Il y a donc quarante ans que le général de Gaulle a quitté ce monde. Je me souviens encore du moment précis où la nouvelle est tombée et j’entends encore son successeur, le président Georges Pompidou, déclarer que « la France était veuve ». Malraux, plus tard, a trouvé l’image qui convenait pour évoquer l’évènement, en citant deux vers de Victor Hugo:
« Oh. Quel farouche bruit font dans le crépuscule,
Les chênes qu’on abat pour le bucher d’Hercule. »
Il faut bien se contenter d’images pour évoquer en une chronique un héros de l’Histoire. J’en rappellerai donc une autre que m’ont rapportée mes amis Jean et Gisèle Foyer, présents sur la tribune du Panthéon, au moment de l’entrée des cendres de Jean Moulin dans la célèbre nécropole. Placés tout près du Général, celui qui était alors son garde des Sceaux ainsi que son épouse virent, alors que le même Malraux prononçait sa célèbre oraison funèbre — « Entre ici Jean Moulin… » — couler une grosse larme sur la joue de Charles de Gaulle. Larme furtive sans doute, inaperçue de la télévision et des journalistes.

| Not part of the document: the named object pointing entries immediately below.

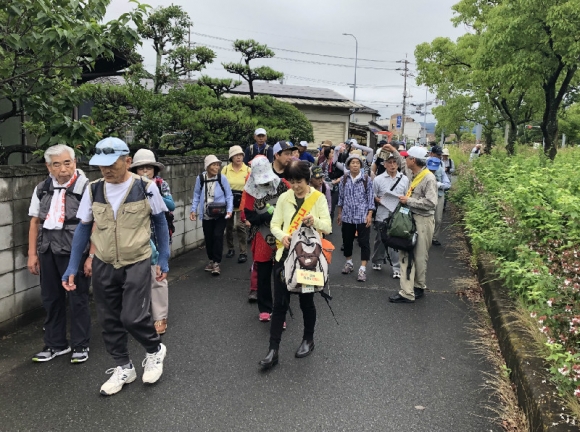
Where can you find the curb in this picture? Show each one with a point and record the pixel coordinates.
(537, 396)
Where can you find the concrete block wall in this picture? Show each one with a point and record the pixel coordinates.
(20, 300)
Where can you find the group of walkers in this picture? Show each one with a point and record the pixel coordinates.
(117, 231)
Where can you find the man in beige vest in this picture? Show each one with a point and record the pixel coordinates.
(121, 205)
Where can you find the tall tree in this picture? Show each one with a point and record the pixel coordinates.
(252, 50)
(167, 27)
(531, 44)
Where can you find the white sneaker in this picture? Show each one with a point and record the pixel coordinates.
(118, 379)
(153, 364)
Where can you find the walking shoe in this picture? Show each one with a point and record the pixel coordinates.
(80, 355)
(216, 269)
(47, 354)
(419, 292)
(161, 326)
(398, 298)
(119, 377)
(348, 267)
(153, 364)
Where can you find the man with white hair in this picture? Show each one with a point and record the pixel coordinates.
(421, 199)
(53, 210)
(122, 206)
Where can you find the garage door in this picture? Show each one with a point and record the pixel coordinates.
(334, 131)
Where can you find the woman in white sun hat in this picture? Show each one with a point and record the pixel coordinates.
(145, 165)
(213, 201)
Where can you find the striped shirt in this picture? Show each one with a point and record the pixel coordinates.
(355, 199)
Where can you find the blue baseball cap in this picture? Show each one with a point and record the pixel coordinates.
(108, 150)
(433, 164)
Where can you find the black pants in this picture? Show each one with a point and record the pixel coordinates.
(123, 297)
(52, 267)
(264, 286)
(213, 233)
(281, 304)
(348, 233)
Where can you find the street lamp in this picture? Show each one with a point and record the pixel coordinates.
(355, 63)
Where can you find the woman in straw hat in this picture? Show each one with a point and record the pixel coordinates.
(237, 173)
(145, 164)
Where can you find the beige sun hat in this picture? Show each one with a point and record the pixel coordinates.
(234, 150)
(145, 157)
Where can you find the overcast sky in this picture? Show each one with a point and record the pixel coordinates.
(386, 31)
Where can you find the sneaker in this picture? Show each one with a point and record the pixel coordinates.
(47, 354)
(153, 364)
(216, 269)
(161, 326)
(348, 267)
(80, 355)
(119, 377)
(253, 296)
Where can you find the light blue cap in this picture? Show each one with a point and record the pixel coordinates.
(108, 151)
(433, 163)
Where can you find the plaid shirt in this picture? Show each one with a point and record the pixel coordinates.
(356, 200)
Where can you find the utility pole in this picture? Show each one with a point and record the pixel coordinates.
(404, 74)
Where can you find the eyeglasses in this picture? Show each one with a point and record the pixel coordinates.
(109, 150)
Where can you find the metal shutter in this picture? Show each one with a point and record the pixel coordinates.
(334, 131)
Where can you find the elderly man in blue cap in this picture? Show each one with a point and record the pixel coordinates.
(121, 204)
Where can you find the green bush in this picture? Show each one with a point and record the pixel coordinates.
(525, 211)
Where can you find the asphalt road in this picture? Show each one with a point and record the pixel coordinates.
(385, 367)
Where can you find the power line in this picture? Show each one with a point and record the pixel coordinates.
(298, 52)
(301, 61)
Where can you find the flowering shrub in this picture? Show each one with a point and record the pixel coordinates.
(525, 211)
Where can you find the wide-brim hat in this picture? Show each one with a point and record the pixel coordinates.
(108, 150)
(145, 157)
(210, 159)
(234, 150)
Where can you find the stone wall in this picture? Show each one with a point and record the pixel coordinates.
(20, 290)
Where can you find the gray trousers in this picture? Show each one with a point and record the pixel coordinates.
(380, 253)
(54, 299)
(123, 297)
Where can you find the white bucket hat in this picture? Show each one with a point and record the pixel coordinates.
(209, 160)
(145, 157)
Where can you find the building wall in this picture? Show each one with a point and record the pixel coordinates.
(19, 290)
(328, 123)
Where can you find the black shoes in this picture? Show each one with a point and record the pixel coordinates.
(270, 360)
(305, 348)
(397, 298)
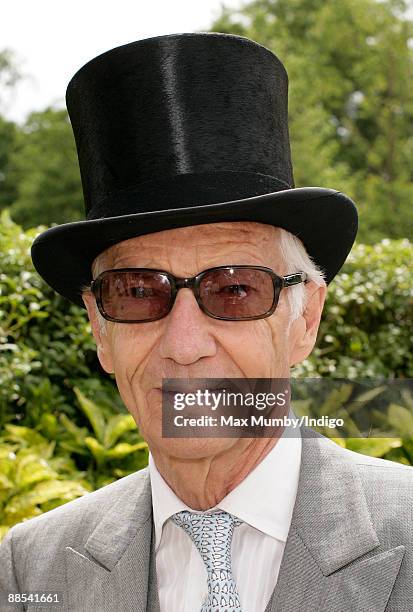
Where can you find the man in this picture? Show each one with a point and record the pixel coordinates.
(185, 162)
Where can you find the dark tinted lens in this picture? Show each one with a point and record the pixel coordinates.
(135, 296)
(237, 293)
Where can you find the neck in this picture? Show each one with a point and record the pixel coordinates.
(202, 483)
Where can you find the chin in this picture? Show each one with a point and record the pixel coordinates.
(193, 448)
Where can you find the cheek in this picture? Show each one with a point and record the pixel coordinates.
(259, 349)
(130, 348)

Larme qui montrait bien comment De Gaulle, en dépit de son inflexibilité, n’était pas de ces héros sans humanité que redoutait Bossuet.
Sans doute, l’homme du 18 juin, celui du drame algérien, a toujours su que l’Histoire était tragique et que son destin de conducteur du pays dans le chaos des évènements n’irait pas sans divisions, sans oppositions, et qu’il y aurait beaucoup de blessés sur les côtés de la route. Mais s’il faut conclure sur une dernière image, ce sera celle du père tendrement ému, penché sur sa fille Anne, gravement handicapée. C’est Anne qui révèlera sa nature la plus profonde, celle d’un chrétien qui sait que la compassion est plus grande encore que toute la gloire d’un destin.